Raising the Roof of Faith - Placing God First


Week 6: November 7-13

Mark 12:28-34
28 One of the scribes came near and heard them disputing with one another, and seeing that he answered them well, he asked him, ‘Which commandment is the first of all?’ 29Jesus answered, ‘The first is, “Hear, O Israel: the Lord our God, the Lord is one; 30you shall love the Lord your God with all your heart, and with all your soul, and with all your mind, and with all your strength.” 31The second is this, “You shall love your neighbour as yourself.” There is no other commandment greater than these.’ 32Then the scribe said to him, ‘You are right, Teacher; you have truly said that “he is one, and besides him there is no other”; 33and “to love him with all the heart, and with all the understanding, and with all the strength”, and “to love one’s neighbour as oneself”,—this is much more important than all whole burnt-offerings and sacrifices.’ 34When Jesus saw that he answered wisely, he said to him, ‘You are not far from the kingdom of God.’ After that no one dared to ask him any question.

Commentary
We so easily get caught up in our legalisms. By the time of Jesus, the 10 Commandments which were the foundation of the Hebrew covenant with Yahweh, their God, had become a legal code of 600+ laws that had to be observed for one to be righteous. We see Jesus routinely getting in arguments with the Pharisee’s over these things. Working (gathering grain) on the Sabbath, healing on the Sabbath, eating with the wrong sorts of people (treasonous tax collectors and the dissolute), etc. By the letter of the law, Jesus was breaking the religious code and traditions of his people. Except that he wasn’t. The code was not fundamentally about do’s and don’ts...but about our heart towards the world. And this is what Jesus drives at in the story above. The point of the Commandments was this: love God entirely, and love your neighbor as yourself. Love God. Love neighbor. How did it get so complicated?

Well...we like to measure things, we human beings. And so we start making the law even more specific so that we can measure whether we are really loving God or loving our neighbors, until we get so mired in our legalisms we can’t see our way to their original intent.

It’s all predicated on the idea that you and I aren’t intelligent enough to discern whether we are really loving God, loving neighbor or not.
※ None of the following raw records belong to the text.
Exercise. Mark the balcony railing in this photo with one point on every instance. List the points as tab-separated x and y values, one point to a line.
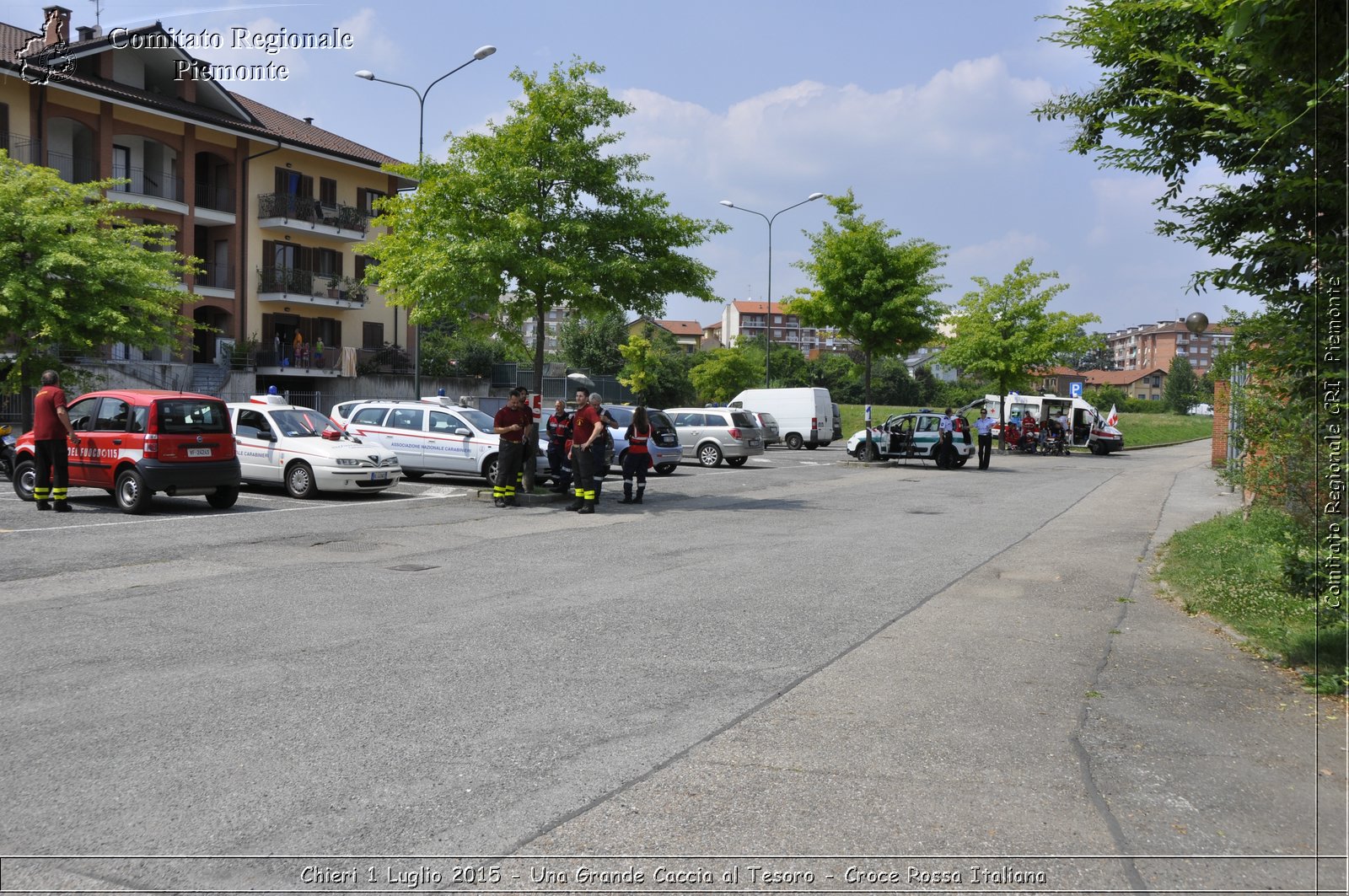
220	199
143	182
304	208
73	169
293	280
22	148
So we get specific, and lose it all altogether.

But just so we’re clear, Jesus wasn’t a legalist, and he didn’t want us to check our brains at the door. The law (or parts of Scripture) may say a thing, but anything that ever gets asserted as law (and a must do) must be weighed, not against itself or where it was found (such as the Bible itself), but against the Law of Love...and God’s demonstration of it given to us in the cross and resurrection. These in the end are the only valid measures.

Questions for Discussion
1. What are some modern examples of legalism in the church? Are these things helpful to our human community of Christ, or a hindrance? Do they help us love God more deeply, and our neighbors more authentically, or are these rules simply legalisms that make us feel good about ourselves?
2. How do you know when you are loving God? What does it look like for you as an individual? What does it look like for us as a Church?
3. How do you know when you are loving your neighbor? What does it look like for you as an individual? What does loving neighbor look like for us as a Church?